Faro is the gateway to the tourist- and expat-friendly region of Algarve in Portugal’s far south, site for the only new stadium built for Euro 2004.
Stage for two unremarkable group games and a goalless draw between Holland and Sweden, the Estádio Algarve has been criminally underused since. Rejected by Faro’s flagship club of Farense and Louletano of Loulé – the 30,000-capacity arena is in no-man’s-land between the two – the Estádio Algarve has only recently found a willing tenant in Gibraltar.
The British enclave 400km away is the most recent addition to the European football family – although not FIFA’s. Its Victoria Ground not up to the mark to host Euro 2016 qualifiers and its panoramic Europa Point Stadium not yet built, UEFA’s newest members have relocated to the Algarve to take on the likes of Ireland, Scotland and Germany.
Though Algarve resorts such as Portimão and Vilamoura are filled with foreigner-focused bar and restaurants broadcasting Premier League matches, the domestic game here has never been particularly strong. Look at a map of the 2015-16 Primeira Liga teams and the one furthest south is Setúbal just outside Lisbon.
One flight below are Farense, now based back at their Estádio de São Luís north-east of the city centre, and Olhanense, most recently in the Primeira. Also in the Segunda, Portimonense from Portimão provide opposition for Farense in the Algarve derby.

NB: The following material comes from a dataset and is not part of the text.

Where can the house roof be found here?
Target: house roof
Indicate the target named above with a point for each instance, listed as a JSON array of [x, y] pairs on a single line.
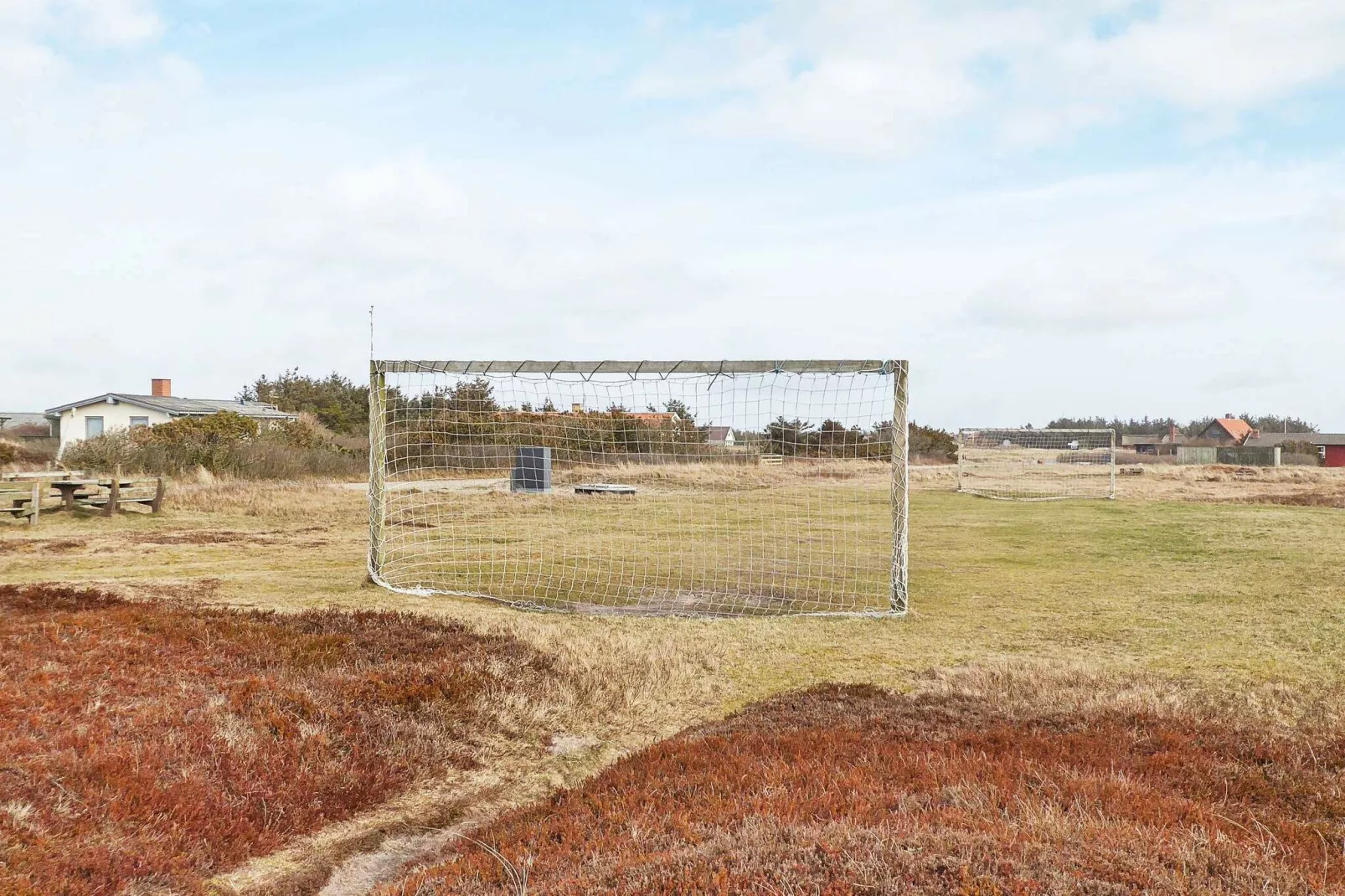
[[1236, 428], [1312, 437], [183, 406], [10, 419]]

None of the three have ever finished higher than fourth in the Primeira and European experience has mainly been limited to pre-season tournaments staged in the Algarve.
Faro Airport is 4km (2.5 miles) west of town. Bus No.16 www.proximo.pt/en/ runs hourly to the downtown transport hub of Terminal Rodoviário (€2.22; 15min journey time). Bus No.14 is less frequent. Downtown Faro is walkable.
An Auto Faro taxi (+351 707 227 227) should cost between €16 and €20.
The four-star Hotel Eva is not only the swishest place in town, with prime marina views, a health club and rooftop pool – it’s right by the bus terminal for the match-day service when the Estádio Algarve is in use.
Also nearby and more for the budget-oriented, the Residencial Avenida is basic but clean, cheap and convenient.
Just off the main avenue facing the marina, close to the bus station, the Algarve Hostel has private room as well as dorms.
Just behind Faro train station, the two-star Afonso III is more modern in style but eminently affordable.
In the same bracket, French chain cheapie the Ibis Faro is handy for the airport but not for a downtown stay.
Finally, for an upscale beachside getaway, the four-star Hotel Faro has a gym, spa, panoramic restaurant and airport transfer service.
Faro’s main bar hub is near the marina and bus station, particularly pedestrianised Rua Conselheiro Bivar. Right in the heart of it, Piper’s Irish Pub offers regular live music, TV sports and Guinness. Later on, the nearby Guess Club is good for cocktails, DJs and… um… Rage Against the Machine tribute bands.
If you’re here with the family, the Spot Café opposite the Forum shopping centre is the ideal venue.